Last week I posted about an Ohio judge who barred state executions. The judge had posters of both Barack Obama and Che Guevara on the wall behind his desk.

This made me curious about Che. I’d known he was a mass murderer but little more. So I eventually found my way to this 2005 piece from FrontpageMag.com. The article is long and heavily footnoted, yet makes fascinating reading. Some highlights:

  • Che was a psycho who rose through the ranks to become one of Fidel comandantes because of his willingness to execute prisoners, some as young as 14. He creeped out many of his contemporaries.
  • The history of the Cuban revolution, with Fidel and Che winning heroic guerilla battles against the Batista army is mostly bunk. Much of it was bilge fed to a gullible New York Times. (Which also did similar favors for Stalin.)
  • Che was also a knucklehead who bungled most things he touched
  • The Bay of Pigs featured 1400 civilian volunteers against 51,000 trained Cuban army equipped with Soviet weapons, and it took the Cubans three days to win.
  • Che was a Fidel’s patsy. When he outlived his usefulness to Castro, Fidel had him dispatched to his death.
  • At the time of the Cuban revolution, Cuban’s enjoyed higher per capita income than citizens of Austria and Japan.

Here’s one excerpt:

A Cuban gentleman named Pierre San Martin was among those jailed by Che Guevara in the early months of the Cuban Revolution. In an El Nuevo Herald article from December 28, 1997 San Martin recalled the horrors: “Thirteen of us were crammed into a cell. Sixteen of us would stand while the other sixteen tried to sleep on the cold filthy floor. We took shifts that way. Dozens were led from the cells to the firing squad daily. The volleys kept us awake. We felt that any one of those minutes would be our last.  One morning the horrible sound of that rusty steel door swinging open startled us awake and Che’s guards shoved a new prisoner into our cell. He was a boy, maybe 14 years old. His face was bruised and smeared with blood. “What did you do?” We asked horrified. “I tried to defend my papa,” gasped the bloodied boy. “But they sent him to the firing squad.” 

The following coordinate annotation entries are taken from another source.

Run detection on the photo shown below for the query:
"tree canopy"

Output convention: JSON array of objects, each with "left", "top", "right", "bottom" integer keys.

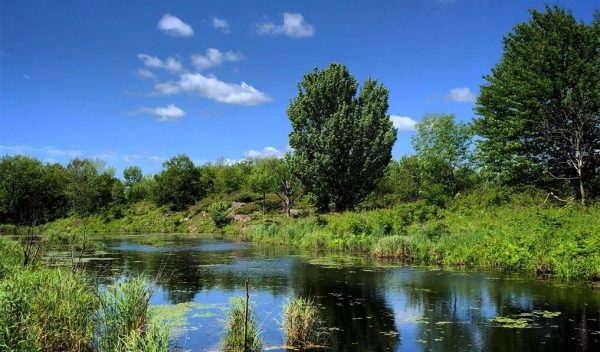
[
  {"left": 288, "top": 64, "right": 396, "bottom": 211},
  {"left": 475, "top": 7, "right": 600, "bottom": 202}
]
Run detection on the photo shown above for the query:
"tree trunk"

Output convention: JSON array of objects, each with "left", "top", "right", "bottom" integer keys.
[{"left": 579, "top": 175, "right": 586, "bottom": 206}]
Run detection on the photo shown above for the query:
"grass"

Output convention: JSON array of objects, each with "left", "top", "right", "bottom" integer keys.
[
  {"left": 0, "top": 268, "right": 98, "bottom": 351},
  {"left": 94, "top": 277, "right": 174, "bottom": 352},
  {"left": 34, "top": 189, "right": 600, "bottom": 280},
  {"left": 282, "top": 297, "right": 327, "bottom": 350},
  {"left": 0, "top": 238, "right": 175, "bottom": 352},
  {"left": 221, "top": 298, "right": 262, "bottom": 352}
]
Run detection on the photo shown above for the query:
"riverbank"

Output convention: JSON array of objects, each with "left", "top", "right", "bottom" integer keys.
[{"left": 28, "top": 194, "right": 600, "bottom": 281}]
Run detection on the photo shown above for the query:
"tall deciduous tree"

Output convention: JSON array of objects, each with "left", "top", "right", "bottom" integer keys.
[
  {"left": 475, "top": 7, "right": 600, "bottom": 203},
  {"left": 288, "top": 64, "right": 396, "bottom": 211}
]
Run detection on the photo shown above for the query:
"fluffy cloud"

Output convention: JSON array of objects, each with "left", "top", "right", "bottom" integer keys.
[
  {"left": 446, "top": 87, "right": 476, "bottom": 103},
  {"left": 212, "top": 16, "right": 229, "bottom": 33},
  {"left": 138, "top": 54, "right": 183, "bottom": 73},
  {"left": 192, "top": 48, "right": 244, "bottom": 71},
  {"left": 135, "top": 68, "right": 156, "bottom": 79},
  {"left": 136, "top": 104, "right": 185, "bottom": 122},
  {"left": 257, "top": 12, "right": 315, "bottom": 38},
  {"left": 157, "top": 13, "right": 194, "bottom": 37},
  {"left": 244, "top": 147, "right": 285, "bottom": 158},
  {"left": 390, "top": 115, "right": 417, "bottom": 131},
  {"left": 154, "top": 73, "right": 272, "bottom": 105}
]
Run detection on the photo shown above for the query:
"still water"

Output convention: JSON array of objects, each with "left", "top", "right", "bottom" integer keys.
[{"left": 71, "top": 236, "right": 600, "bottom": 352}]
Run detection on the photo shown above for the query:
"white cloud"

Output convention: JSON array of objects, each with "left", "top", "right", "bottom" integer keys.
[
  {"left": 135, "top": 104, "right": 185, "bottom": 122},
  {"left": 244, "top": 147, "right": 285, "bottom": 158},
  {"left": 446, "top": 87, "right": 476, "bottom": 103},
  {"left": 212, "top": 16, "right": 229, "bottom": 33},
  {"left": 154, "top": 73, "right": 272, "bottom": 105},
  {"left": 390, "top": 115, "right": 417, "bottom": 131},
  {"left": 135, "top": 68, "right": 156, "bottom": 79},
  {"left": 138, "top": 54, "right": 183, "bottom": 73},
  {"left": 157, "top": 13, "right": 194, "bottom": 37},
  {"left": 191, "top": 48, "right": 244, "bottom": 71},
  {"left": 257, "top": 12, "right": 315, "bottom": 38}
]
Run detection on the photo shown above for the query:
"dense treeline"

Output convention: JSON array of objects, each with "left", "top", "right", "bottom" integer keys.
[{"left": 0, "top": 7, "right": 600, "bottom": 225}]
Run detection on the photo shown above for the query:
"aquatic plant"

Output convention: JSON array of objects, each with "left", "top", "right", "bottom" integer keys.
[
  {"left": 0, "top": 237, "right": 23, "bottom": 279},
  {"left": 0, "top": 268, "right": 98, "bottom": 352},
  {"left": 282, "top": 297, "right": 327, "bottom": 350},
  {"left": 221, "top": 297, "right": 262, "bottom": 352},
  {"left": 94, "top": 277, "right": 174, "bottom": 352}
]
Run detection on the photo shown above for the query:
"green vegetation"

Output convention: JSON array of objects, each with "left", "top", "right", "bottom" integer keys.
[
  {"left": 94, "top": 278, "right": 174, "bottom": 352},
  {"left": 0, "top": 239, "right": 174, "bottom": 352},
  {"left": 0, "top": 268, "right": 98, "bottom": 351},
  {"left": 282, "top": 297, "right": 327, "bottom": 350},
  {"left": 288, "top": 64, "right": 396, "bottom": 211},
  {"left": 221, "top": 298, "right": 262, "bottom": 352},
  {"left": 475, "top": 7, "right": 600, "bottom": 204}
]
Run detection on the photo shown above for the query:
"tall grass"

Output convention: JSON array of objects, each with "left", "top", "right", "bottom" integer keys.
[
  {"left": 94, "top": 277, "right": 174, "bottom": 352},
  {"left": 282, "top": 297, "right": 327, "bottom": 350},
  {"left": 221, "top": 298, "right": 262, "bottom": 352},
  {"left": 0, "top": 268, "right": 98, "bottom": 352},
  {"left": 0, "top": 237, "right": 23, "bottom": 279}
]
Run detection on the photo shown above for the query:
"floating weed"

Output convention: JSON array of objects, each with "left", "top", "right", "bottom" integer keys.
[
  {"left": 532, "top": 310, "right": 561, "bottom": 319},
  {"left": 192, "top": 312, "right": 216, "bottom": 318},
  {"left": 435, "top": 320, "right": 452, "bottom": 325},
  {"left": 152, "top": 302, "right": 205, "bottom": 333},
  {"left": 491, "top": 315, "right": 534, "bottom": 329}
]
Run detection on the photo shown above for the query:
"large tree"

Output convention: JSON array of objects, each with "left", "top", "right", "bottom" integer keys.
[
  {"left": 475, "top": 7, "right": 600, "bottom": 203},
  {"left": 0, "top": 155, "right": 66, "bottom": 225},
  {"left": 287, "top": 64, "right": 396, "bottom": 211},
  {"left": 154, "top": 155, "right": 206, "bottom": 210}
]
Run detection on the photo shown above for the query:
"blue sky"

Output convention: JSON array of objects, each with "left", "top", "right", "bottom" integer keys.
[{"left": 0, "top": 0, "right": 600, "bottom": 172}]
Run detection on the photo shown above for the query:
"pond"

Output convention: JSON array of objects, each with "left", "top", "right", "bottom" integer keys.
[{"left": 63, "top": 235, "right": 600, "bottom": 351}]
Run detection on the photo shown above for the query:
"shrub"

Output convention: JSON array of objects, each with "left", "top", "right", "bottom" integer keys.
[
  {"left": 0, "top": 238, "right": 23, "bottom": 279},
  {"left": 0, "top": 268, "right": 98, "bottom": 351},
  {"left": 283, "top": 297, "right": 326, "bottom": 350},
  {"left": 373, "top": 236, "right": 412, "bottom": 259},
  {"left": 221, "top": 298, "right": 262, "bottom": 352},
  {"left": 94, "top": 277, "right": 174, "bottom": 352},
  {"left": 208, "top": 202, "right": 231, "bottom": 229}
]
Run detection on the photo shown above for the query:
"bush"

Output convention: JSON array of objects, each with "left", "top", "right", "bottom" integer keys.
[
  {"left": 0, "top": 238, "right": 23, "bottom": 279},
  {"left": 208, "top": 202, "right": 231, "bottom": 229},
  {"left": 373, "top": 236, "right": 412, "bottom": 260},
  {"left": 0, "top": 269, "right": 98, "bottom": 351},
  {"left": 94, "top": 278, "right": 174, "bottom": 352},
  {"left": 283, "top": 297, "right": 326, "bottom": 350},
  {"left": 221, "top": 298, "right": 262, "bottom": 352}
]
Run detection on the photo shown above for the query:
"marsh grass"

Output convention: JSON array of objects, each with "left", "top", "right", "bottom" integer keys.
[
  {"left": 221, "top": 297, "right": 262, "bottom": 352},
  {"left": 94, "top": 277, "right": 174, "bottom": 352},
  {"left": 282, "top": 297, "right": 327, "bottom": 350},
  {"left": 0, "top": 268, "right": 98, "bottom": 351}
]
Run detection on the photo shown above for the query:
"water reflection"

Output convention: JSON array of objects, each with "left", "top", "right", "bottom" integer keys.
[{"left": 74, "top": 237, "right": 600, "bottom": 351}]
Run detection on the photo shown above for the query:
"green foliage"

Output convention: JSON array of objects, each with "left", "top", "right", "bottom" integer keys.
[
  {"left": 221, "top": 298, "right": 262, "bottom": 352},
  {"left": 0, "top": 237, "right": 23, "bottom": 280},
  {"left": 475, "top": 7, "right": 600, "bottom": 201},
  {"left": 282, "top": 297, "right": 327, "bottom": 350},
  {"left": 0, "top": 268, "right": 98, "bottom": 352},
  {"left": 94, "top": 277, "right": 174, "bottom": 352},
  {"left": 412, "top": 114, "right": 475, "bottom": 205},
  {"left": 123, "top": 166, "right": 143, "bottom": 189},
  {"left": 154, "top": 155, "right": 208, "bottom": 210},
  {"left": 208, "top": 202, "right": 231, "bottom": 229},
  {"left": 288, "top": 64, "right": 396, "bottom": 211},
  {"left": 0, "top": 156, "right": 66, "bottom": 225}
]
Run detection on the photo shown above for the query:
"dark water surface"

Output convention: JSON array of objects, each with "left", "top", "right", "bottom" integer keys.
[{"left": 72, "top": 236, "right": 600, "bottom": 351}]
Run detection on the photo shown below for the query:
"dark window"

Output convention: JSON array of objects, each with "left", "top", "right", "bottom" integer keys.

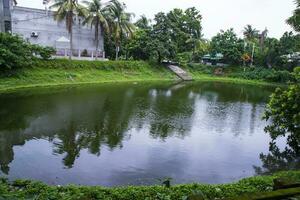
[
  {"left": 4, "top": 21, "right": 11, "bottom": 32},
  {"left": 3, "top": 0, "right": 10, "bottom": 16},
  {"left": 3, "top": 0, "right": 9, "bottom": 9}
]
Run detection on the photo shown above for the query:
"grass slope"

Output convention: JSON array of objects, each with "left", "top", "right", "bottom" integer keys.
[
  {"left": 0, "top": 60, "right": 176, "bottom": 91},
  {"left": 0, "top": 59, "right": 286, "bottom": 92},
  {"left": 0, "top": 171, "right": 300, "bottom": 200}
]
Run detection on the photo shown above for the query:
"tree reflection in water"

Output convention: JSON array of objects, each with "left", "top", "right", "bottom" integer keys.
[
  {"left": 254, "top": 85, "right": 300, "bottom": 174},
  {"left": 0, "top": 80, "right": 272, "bottom": 177}
]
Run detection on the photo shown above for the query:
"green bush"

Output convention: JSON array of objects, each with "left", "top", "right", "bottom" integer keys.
[
  {"left": 0, "top": 171, "right": 300, "bottom": 200},
  {"left": 293, "top": 67, "right": 300, "bottom": 82},
  {"left": 30, "top": 45, "right": 55, "bottom": 60},
  {"left": 0, "top": 33, "right": 33, "bottom": 71},
  {"left": 175, "top": 52, "right": 192, "bottom": 65},
  {"left": 228, "top": 67, "right": 295, "bottom": 83},
  {"left": 34, "top": 59, "right": 161, "bottom": 71}
]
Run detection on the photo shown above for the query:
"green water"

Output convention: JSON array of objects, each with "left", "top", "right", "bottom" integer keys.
[{"left": 0, "top": 82, "right": 274, "bottom": 186}]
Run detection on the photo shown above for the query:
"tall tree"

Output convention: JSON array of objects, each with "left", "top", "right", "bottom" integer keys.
[
  {"left": 243, "top": 24, "right": 259, "bottom": 41},
  {"left": 108, "top": 0, "right": 135, "bottom": 60},
  {"left": 83, "top": 0, "right": 109, "bottom": 58},
  {"left": 50, "top": 0, "right": 85, "bottom": 59},
  {"left": 135, "top": 15, "right": 151, "bottom": 29},
  {"left": 211, "top": 29, "right": 244, "bottom": 64},
  {"left": 287, "top": 0, "right": 300, "bottom": 32}
]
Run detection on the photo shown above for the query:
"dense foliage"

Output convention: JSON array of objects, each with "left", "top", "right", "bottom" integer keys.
[
  {"left": 211, "top": 29, "right": 244, "bottom": 64},
  {"left": 265, "top": 85, "right": 300, "bottom": 139},
  {"left": 255, "top": 84, "right": 300, "bottom": 174},
  {"left": 0, "top": 171, "right": 300, "bottom": 200},
  {"left": 105, "top": 7, "right": 202, "bottom": 62},
  {"left": 287, "top": 0, "right": 300, "bottom": 32},
  {"left": 0, "top": 33, "right": 54, "bottom": 71},
  {"left": 186, "top": 63, "right": 299, "bottom": 83}
]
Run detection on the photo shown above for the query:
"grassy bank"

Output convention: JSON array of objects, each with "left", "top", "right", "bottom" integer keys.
[
  {"left": 0, "top": 171, "right": 300, "bottom": 200},
  {"left": 0, "top": 60, "right": 176, "bottom": 92},
  {"left": 0, "top": 59, "right": 290, "bottom": 92}
]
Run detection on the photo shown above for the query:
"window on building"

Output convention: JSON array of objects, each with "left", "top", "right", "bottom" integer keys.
[
  {"left": 3, "top": 0, "right": 10, "bottom": 16},
  {"left": 4, "top": 21, "right": 11, "bottom": 32}
]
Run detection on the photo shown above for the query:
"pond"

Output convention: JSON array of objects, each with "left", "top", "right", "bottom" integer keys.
[{"left": 0, "top": 82, "right": 282, "bottom": 186}]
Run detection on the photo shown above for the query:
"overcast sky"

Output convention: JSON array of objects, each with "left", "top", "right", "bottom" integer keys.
[{"left": 18, "top": 0, "right": 296, "bottom": 38}]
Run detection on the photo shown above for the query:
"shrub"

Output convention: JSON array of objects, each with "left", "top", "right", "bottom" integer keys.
[
  {"left": 0, "top": 33, "right": 33, "bottom": 70},
  {"left": 293, "top": 67, "right": 300, "bottom": 82},
  {"left": 31, "top": 45, "right": 55, "bottom": 60},
  {"left": 176, "top": 52, "right": 192, "bottom": 65}
]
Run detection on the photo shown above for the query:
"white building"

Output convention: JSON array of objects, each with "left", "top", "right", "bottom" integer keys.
[{"left": 0, "top": 0, "right": 105, "bottom": 59}]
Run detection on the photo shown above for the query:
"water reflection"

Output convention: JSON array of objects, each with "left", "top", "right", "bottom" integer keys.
[
  {"left": 0, "top": 83, "right": 273, "bottom": 185},
  {"left": 254, "top": 126, "right": 300, "bottom": 175}
]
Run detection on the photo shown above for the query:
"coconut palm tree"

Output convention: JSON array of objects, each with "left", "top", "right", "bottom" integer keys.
[
  {"left": 108, "top": 0, "right": 135, "bottom": 60},
  {"left": 287, "top": 0, "right": 300, "bottom": 32},
  {"left": 243, "top": 24, "right": 259, "bottom": 41},
  {"left": 135, "top": 15, "right": 151, "bottom": 29},
  {"left": 50, "top": 0, "right": 85, "bottom": 59},
  {"left": 83, "top": 0, "right": 109, "bottom": 58}
]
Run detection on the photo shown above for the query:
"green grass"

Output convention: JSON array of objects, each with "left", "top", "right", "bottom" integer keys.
[
  {"left": 0, "top": 59, "right": 288, "bottom": 92},
  {"left": 0, "top": 60, "right": 176, "bottom": 92},
  {"left": 0, "top": 171, "right": 300, "bottom": 200}
]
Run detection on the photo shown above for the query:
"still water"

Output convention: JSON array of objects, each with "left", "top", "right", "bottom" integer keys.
[{"left": 0, "top": 82, "right": 274, "bottom": 186}]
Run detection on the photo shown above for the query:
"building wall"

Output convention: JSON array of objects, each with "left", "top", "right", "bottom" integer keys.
[
  {"left": 0, "top": 0, "right": 12, "bottom": 32},
  {"left": 10, "top": 6, "right": 104, "bottom": 55}
]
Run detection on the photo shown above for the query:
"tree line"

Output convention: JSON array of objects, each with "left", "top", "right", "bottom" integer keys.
[{"left": 47, "top": 0, "right": 300, "bottom": 68}]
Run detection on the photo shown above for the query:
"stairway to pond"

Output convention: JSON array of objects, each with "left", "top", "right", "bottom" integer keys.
[{"left": 167, "top": 65, "right": 193, "bottom": 81}]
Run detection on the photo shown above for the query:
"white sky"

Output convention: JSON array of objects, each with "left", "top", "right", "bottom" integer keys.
[{"left": 18, "top": 0, "right": 296, "bottom": 38}]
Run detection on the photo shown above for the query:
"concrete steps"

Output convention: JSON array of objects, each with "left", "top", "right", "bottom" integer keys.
[{"left": 167, "top": 65, "right": 193, "bottom": 81}]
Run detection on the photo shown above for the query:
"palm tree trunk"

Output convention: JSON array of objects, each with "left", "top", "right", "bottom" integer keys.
[
  {"left": 116, "top": 45, "right": 119, "bottom": 60},
  {"left": 95, "top": 19, "right": 99, "bottom": 60},
  {"left": 66, "top": 11, "right": 73, "bottom": 60},
  {"left": 69, "top": 25, "right": 73, "bottom": 60}
]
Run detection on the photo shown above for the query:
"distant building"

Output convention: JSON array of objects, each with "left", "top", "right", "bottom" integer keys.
[
  {"left": 0, "top": 0, "right": 105, "bottom": 59},
  {"left": 201, "top": 53, "right": 228, "bottom": 67}
]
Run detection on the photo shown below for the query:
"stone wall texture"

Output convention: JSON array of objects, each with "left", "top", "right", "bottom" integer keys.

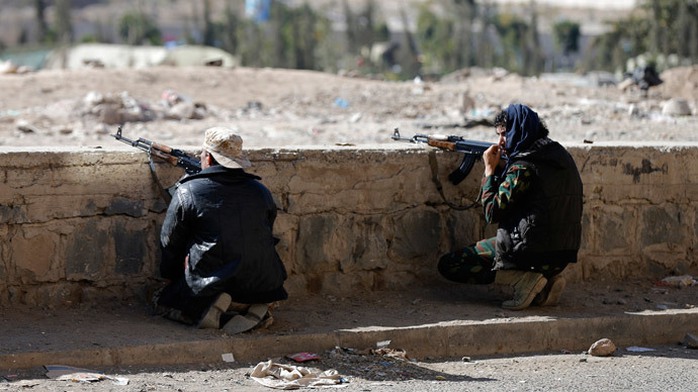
[{"left": 0, "top": 143, "right": 698, "bottom": 307}]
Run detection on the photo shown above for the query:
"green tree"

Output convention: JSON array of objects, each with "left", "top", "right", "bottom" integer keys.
[
  {"left": 34, "top": 0, "right": 49, "bottom": 42},
  {"left": 55, "top": 0, "right": 74, "bottom": 43},
  {"left": 119, "top": 11, "right": 162, "bottom": 45},
  {"left": 494, "top": 14, "right": 528, "bottom": 73},
  {"left": 553, "top": 20, "right": 582, "bottom": 56}
]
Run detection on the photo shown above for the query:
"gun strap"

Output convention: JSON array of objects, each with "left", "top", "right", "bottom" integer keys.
[
  {"left": 148, "top": 154, "right": 172, "bottom": 203},
  {"left": 428, "top": 149, "right": 480, "bottom": 211}
]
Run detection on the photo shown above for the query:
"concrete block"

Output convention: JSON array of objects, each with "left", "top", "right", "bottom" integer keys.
[
  {"left": 389, "top": 208, "right": 441, "bottom": 262},
  {"left": 8, "top": 225, "right": 65, "bottom": 284}
]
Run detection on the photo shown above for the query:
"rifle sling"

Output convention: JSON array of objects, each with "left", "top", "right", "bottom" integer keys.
[
  {"left": 428, "top": 149, "right": 480, "bottom": 211},
  {"left": 148, "top": 154, "right": 172, "bottom": 203}
]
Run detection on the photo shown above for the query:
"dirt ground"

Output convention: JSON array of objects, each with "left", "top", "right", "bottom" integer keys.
[
  {"left": 0, "top": 67, "right": 698, "bottom": 390},
  {"left": 0, "top": 66, "right": 698, "bottom": 148}
]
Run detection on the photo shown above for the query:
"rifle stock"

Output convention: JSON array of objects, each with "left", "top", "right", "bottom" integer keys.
[{"left": 112, "top": 127, "right": 201, "bottom": 174}]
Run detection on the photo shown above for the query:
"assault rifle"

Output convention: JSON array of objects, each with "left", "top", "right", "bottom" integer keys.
[
  {"left": 112, "top": 127, "right": 201, "bottom": 174},
  {"left": 392, "top": 128, "right": 494, "bottom": 185}
]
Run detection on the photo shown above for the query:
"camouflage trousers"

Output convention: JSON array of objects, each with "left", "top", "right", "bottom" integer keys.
[{"left": 438, "top": 237, "right": 567, "bottom": 284}]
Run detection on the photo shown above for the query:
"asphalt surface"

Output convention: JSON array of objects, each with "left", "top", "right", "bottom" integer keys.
[{"left": 0, "top": 286, "right": 698, "bottom": 372}]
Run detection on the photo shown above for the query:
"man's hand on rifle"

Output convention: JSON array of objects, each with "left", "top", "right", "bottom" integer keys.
[{"left": 482, "top": 144, "right": 503, "bottom": 176}]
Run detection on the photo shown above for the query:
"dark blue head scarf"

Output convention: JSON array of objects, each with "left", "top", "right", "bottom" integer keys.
[{"left": 504, "top": 104, "right": 542, "bottom": 159}]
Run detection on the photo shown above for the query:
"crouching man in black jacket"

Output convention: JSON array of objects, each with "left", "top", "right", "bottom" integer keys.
[{"left": 154, "top": 127, "right": 288, "bottom": 334}]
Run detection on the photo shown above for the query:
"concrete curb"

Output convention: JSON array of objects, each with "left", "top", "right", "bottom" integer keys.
[{"left": 0, "top": 308, "right": 698, "bottom": 369}]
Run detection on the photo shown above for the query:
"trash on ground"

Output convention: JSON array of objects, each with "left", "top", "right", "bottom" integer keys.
[
  {"left": 44, "top": 365, "right": 128, "bottom": 385},
  {"left": 376, "top": 340, "right": 391, "bottom": 348},
  {"left": 683, "top": 333, "right": 698, "bottom": 348},
  {"left": 659, "top": 275, "right": 696, "bottom": 288},
  {"left": 286, "top": 352, "right": 320, "bottom": 362},
  {"left": 587, "top": 338, "right": 616, "bottom": 357},
  {"left": 250, "top": 360, "right": 348, "bottom": 389},
  {"left": 625, "top": 346, "right": 655, "bottom": 353}
]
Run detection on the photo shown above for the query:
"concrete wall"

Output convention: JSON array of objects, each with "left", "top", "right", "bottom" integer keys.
[{"left": 0, "top": 143, "right": 698, "bottom": 306}]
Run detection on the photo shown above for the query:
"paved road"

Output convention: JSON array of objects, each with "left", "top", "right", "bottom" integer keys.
[{"left": 0, "top": 346, "right": 698, "bottom": 392}]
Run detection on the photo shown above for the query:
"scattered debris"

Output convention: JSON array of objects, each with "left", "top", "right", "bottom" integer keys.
[
  {"left": 625, "top": 346, "right": 655, "bottom": 353},
  {"left": 587, "top": 338, "right": 616, "bottom": 357},
  {"left": 44, "top": 365, "right": 128, "bottom": 385},
  {"left": 662, "top": 98, "right": 691, "bottom": 116},
  {"left": 683, "top": 333, "right": 698, "bottom": 348},
  {"left": 286, "top": 352, "right": 320, "bottom": 362},
  {"left": 659, "top": 275, "right": 696, "bottom": 288},
  {"left": 250, "top": 360, "right": 349, "bottom": 389}
]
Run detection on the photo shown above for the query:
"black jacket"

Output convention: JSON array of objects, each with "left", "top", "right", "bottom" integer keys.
[
  {"left": 495, "top": 141, "right": 583, "bottom": 269},
  {"left": 160, "top": 165, "right": 288, "bottom": 303}
]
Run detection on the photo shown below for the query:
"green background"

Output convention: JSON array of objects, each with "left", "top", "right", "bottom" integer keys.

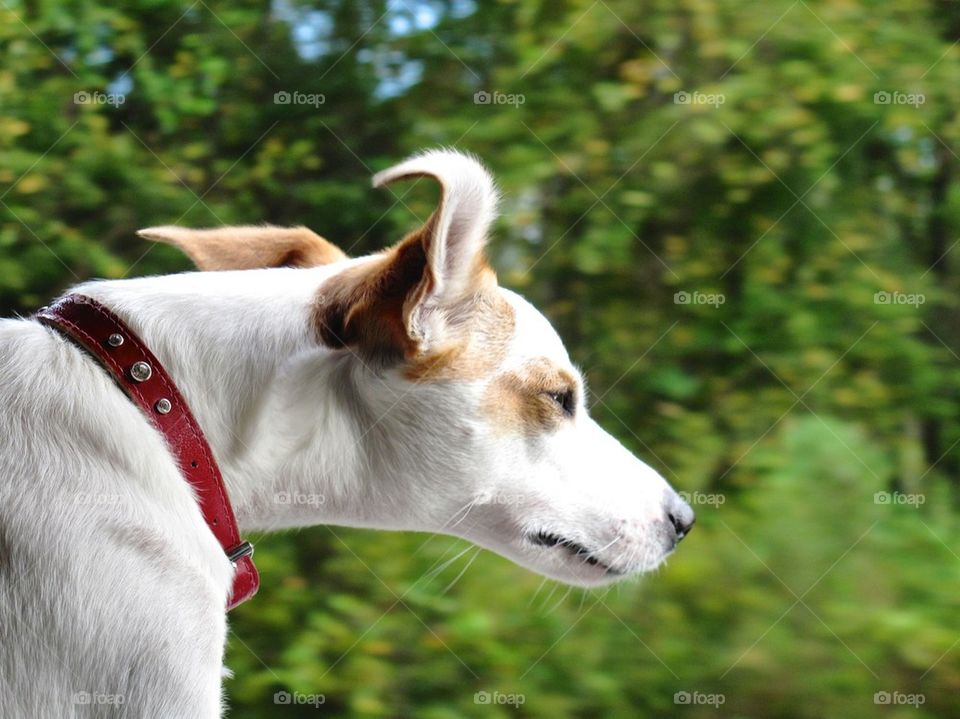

Soon Che’s guards returned. The rusty steel door opened and they yanked the boy out of the cell. “We all rushed to the cell’s window that faced the execution pit,” recalls Mr. San Martin. “We simply couldn’t believe they’d murder him.  “Then we spotted him, strutting around the blood-drenched execution yard with his hands on his waist and barking orders–Che Guevara himself. ‘Kneel down!’ Che barked at the boy. “Assassins!” we screamed from our window.  

“I said: KNEEL DOWN!” Che barked again.   The boy stared Che resolutely in the face. “If you’re going to kill me,” he yelled, “you’ll have to do it while I’m standing! Men die standing!” “Murderers!” the men yelled desperately from their cells. “Then we saw Che unholstering his pistol. He put the barrel to the back of the boys neck and blasted. The shot almost decapitated the young boy. 

“We erupted…’Murderers!–Assassins!’” His murder finished, Che finally looked up at us, pointed his pistol, and emptied his clip in our direction. Several of us were wounded by his shots.”

Read the piece. And be sure to get the t-shirt and poster.